GABRIEL SIERRA: RECALQUE
The artist has two different personalities; one is spiritual, and the other is creative.
Gabriel Sierra
An image is an image, just as an object is an object. But could an image be an object, or vice versa? And where can we find the true substance of an image? In the physical object or in the photographic representation of the object or thing? Is the spirit of an image found both in the referent and in the observer's emotion? Or is it in language? And how can we communicate with it?
All these questions form the central theme or main concern of Gabriel Sierra's current project—his second solo exhibition at Luisa Strina.

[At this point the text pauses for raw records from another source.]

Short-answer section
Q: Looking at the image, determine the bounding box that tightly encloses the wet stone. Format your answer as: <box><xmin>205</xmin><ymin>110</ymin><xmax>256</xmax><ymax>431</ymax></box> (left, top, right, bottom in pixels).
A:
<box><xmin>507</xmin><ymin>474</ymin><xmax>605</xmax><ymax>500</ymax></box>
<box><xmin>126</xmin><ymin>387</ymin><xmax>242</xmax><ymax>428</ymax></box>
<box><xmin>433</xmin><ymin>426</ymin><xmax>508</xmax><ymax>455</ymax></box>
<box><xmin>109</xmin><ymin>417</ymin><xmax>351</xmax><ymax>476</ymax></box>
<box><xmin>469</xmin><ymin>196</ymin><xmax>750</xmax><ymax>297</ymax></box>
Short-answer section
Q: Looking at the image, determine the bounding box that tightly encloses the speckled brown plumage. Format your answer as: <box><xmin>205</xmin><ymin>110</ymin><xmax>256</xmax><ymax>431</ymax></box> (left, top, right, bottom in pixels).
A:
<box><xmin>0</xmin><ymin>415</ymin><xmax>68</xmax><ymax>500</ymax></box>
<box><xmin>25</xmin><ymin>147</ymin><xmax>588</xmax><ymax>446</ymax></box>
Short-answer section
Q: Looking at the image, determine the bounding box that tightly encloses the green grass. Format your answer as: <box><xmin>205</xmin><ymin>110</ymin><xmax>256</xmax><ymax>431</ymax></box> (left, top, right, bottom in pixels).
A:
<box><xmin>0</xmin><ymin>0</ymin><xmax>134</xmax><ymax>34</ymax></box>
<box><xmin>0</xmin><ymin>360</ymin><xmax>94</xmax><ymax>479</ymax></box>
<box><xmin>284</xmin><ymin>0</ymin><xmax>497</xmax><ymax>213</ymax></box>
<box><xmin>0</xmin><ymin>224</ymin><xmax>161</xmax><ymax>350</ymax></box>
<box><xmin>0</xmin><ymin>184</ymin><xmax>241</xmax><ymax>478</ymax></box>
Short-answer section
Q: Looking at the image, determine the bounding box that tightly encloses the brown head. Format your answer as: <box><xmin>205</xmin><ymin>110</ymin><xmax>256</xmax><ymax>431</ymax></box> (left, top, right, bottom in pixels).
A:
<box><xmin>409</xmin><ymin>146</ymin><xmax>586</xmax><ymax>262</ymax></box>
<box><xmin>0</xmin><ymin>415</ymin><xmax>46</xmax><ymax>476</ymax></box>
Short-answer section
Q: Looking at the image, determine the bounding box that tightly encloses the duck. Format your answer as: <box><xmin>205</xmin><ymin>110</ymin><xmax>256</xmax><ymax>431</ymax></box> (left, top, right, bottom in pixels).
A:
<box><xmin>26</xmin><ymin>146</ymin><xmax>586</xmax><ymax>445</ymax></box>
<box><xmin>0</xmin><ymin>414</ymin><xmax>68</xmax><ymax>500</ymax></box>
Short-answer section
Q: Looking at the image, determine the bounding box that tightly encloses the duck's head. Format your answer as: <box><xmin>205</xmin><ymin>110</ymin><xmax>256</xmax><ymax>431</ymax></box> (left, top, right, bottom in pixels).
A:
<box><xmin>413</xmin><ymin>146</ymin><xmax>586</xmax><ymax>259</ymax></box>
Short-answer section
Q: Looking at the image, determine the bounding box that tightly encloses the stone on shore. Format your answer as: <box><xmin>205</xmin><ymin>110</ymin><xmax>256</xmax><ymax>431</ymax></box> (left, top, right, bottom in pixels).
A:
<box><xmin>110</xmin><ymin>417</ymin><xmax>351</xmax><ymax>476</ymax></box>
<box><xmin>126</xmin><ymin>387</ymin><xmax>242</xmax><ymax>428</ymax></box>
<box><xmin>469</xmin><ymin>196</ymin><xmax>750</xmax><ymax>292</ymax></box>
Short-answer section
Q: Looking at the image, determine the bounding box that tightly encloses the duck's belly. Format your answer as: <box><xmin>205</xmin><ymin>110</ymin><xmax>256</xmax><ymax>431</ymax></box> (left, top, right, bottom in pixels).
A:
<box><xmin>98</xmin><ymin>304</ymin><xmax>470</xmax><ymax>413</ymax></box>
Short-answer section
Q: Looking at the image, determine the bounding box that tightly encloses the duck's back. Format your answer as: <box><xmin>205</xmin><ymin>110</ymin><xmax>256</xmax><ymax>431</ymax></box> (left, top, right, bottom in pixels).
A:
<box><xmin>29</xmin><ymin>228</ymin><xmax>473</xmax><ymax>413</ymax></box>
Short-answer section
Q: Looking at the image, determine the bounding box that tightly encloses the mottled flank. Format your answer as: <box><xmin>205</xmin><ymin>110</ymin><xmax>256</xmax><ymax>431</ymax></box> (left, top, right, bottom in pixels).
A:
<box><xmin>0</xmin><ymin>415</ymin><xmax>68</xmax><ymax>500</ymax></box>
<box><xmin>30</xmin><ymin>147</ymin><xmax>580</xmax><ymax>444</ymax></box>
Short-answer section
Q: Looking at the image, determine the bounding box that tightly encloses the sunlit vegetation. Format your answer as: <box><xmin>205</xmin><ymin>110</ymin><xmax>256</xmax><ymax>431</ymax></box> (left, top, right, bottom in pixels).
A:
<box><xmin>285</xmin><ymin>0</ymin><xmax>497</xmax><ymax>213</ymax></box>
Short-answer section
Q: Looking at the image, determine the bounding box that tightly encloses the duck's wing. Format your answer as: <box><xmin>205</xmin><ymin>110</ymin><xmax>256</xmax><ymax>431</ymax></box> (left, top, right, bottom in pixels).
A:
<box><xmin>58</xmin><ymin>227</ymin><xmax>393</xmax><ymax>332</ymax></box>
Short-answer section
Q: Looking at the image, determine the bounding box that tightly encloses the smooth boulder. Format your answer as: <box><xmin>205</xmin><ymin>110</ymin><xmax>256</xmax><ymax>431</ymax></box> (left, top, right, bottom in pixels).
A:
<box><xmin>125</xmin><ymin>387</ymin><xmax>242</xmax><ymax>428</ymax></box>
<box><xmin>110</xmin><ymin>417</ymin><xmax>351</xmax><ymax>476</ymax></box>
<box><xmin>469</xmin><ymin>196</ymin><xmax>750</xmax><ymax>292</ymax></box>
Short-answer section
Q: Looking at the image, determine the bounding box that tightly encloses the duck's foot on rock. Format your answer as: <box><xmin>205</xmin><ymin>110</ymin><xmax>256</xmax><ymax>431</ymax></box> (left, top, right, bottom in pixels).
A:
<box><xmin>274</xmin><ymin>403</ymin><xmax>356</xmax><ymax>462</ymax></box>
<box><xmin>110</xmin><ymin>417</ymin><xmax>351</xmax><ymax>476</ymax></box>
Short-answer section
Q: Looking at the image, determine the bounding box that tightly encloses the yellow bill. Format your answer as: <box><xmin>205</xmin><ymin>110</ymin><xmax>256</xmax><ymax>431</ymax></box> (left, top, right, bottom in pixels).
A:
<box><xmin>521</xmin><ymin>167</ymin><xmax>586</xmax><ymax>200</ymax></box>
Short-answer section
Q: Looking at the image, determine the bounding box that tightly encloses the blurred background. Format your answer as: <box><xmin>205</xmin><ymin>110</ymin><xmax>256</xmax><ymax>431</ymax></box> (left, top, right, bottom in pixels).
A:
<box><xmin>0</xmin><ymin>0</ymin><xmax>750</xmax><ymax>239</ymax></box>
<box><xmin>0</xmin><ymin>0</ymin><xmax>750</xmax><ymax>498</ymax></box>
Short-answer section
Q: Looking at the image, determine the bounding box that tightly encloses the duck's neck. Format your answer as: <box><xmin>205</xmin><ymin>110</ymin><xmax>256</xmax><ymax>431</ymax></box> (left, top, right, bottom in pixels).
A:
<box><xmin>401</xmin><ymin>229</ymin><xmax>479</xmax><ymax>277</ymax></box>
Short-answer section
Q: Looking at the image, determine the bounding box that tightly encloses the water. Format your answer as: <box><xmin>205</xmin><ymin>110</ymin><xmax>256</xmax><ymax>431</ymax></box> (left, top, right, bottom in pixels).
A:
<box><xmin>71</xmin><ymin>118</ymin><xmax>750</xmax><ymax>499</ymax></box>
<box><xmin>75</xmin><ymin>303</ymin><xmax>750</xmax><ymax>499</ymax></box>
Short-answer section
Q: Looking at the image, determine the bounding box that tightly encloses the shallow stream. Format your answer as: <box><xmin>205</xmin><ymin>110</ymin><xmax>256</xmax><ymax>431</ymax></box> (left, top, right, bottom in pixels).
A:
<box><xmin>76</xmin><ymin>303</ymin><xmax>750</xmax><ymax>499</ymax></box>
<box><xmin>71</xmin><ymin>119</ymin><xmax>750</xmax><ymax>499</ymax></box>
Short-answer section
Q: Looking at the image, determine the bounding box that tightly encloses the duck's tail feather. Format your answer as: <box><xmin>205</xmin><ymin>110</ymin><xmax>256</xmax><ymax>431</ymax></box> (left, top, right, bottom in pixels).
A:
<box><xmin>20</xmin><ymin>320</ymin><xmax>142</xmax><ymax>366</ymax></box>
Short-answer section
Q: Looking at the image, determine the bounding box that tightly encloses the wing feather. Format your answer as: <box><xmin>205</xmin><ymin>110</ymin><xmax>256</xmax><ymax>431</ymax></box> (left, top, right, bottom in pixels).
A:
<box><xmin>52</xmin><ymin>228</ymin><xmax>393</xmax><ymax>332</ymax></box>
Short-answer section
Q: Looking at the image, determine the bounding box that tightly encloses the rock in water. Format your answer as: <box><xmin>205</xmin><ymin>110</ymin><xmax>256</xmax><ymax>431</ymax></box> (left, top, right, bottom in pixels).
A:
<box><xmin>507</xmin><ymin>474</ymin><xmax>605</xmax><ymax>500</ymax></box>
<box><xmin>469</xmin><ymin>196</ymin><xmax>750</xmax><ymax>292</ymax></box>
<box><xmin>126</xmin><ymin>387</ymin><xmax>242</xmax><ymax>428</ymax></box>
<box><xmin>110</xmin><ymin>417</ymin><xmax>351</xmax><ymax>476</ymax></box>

Through objects, films, and images, the artist explores the visual codes of everyday objects, raising questions about why we create images and things, questioning the images themselves, and the persistence of archetypal images on the retina from the general world and the specific world of visual arts.
In this set of new works, the perception of matter and the perception of the physical world are inseparable from the abstract nature of imagination, which is where ideas, phenomena like dreams, the perception of invisible forces, and emotions arise.
The title of the exhibition is taken from the title of some pieces that make up the show: a cast iron pot with a hole; a collage; a slide projector; and a 16mm projected film. The word Recalque can mean many different things. For example, in Spanish, it refers to the action of repeating something multiple times, emphasizing how the words are written. In Portuguese, it refers to a structural failure of a building caused by soil settlement. It is also a fundamental concept of repression in the psychoanalytic theory developed by Sigmund Freud.
The image of an object is in the object as much as it is in our minds. Things exist in and of themselves, unlike us who are merely human and perceive things and the world as we are. Or, sometimes, as we are not.